The Northeast had a 31 percent increase in heavy downpours between the 1950 to 1959 period and the 2005 to 2014 period. The Midwest had a 16 percent increase between those periods, according to a report from climate news and data website Climate Central.
Individual states have seen even more dramatic changes in rainfall. Rhode Island had a 104 percent increase, while Maine had a 61 percent increase. The report also notes that rainfall is highly localized; levels can vary widely by metropolitan area, even within a state. McAllen, Texas, for example, saw a 700 percent increase, while the increase for the state as a whole was much more modest.
The analysis considers heavy downpours to be events that fall within the top 1 percent of daily precipitation totals for the 65 years of data they collected.
Climate Central also created an interactive map showing the changing precipitation patterns over time.

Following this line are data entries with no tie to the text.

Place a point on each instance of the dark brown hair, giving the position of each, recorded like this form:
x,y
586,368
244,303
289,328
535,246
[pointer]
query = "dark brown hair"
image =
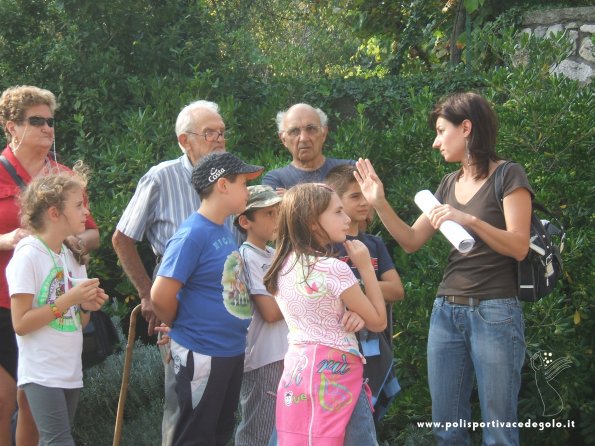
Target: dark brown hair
x,y
457,107
299,212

Extreme rainfall events are projected to get even worse as the climate warms, the report says.
"Climate scientists predict that the recent trends toward more heavy downpours will continue throughout this century," it concludes. "Climate models predict that if carbon emissions continue to increase as they have in recent decades, the types of downpours that used to happen once every 20 years could occur every 4 to 15 years by 2100."
The extreme flooding in Texas and Oklahoma has killed 21 people, according to recent reports. The flooding came after storms dumped nearly a foot of water in a matter of hours in some parts of the region. A severe thunderstorm warning was in place for central Oklahoma and into central Texas again on Thursday.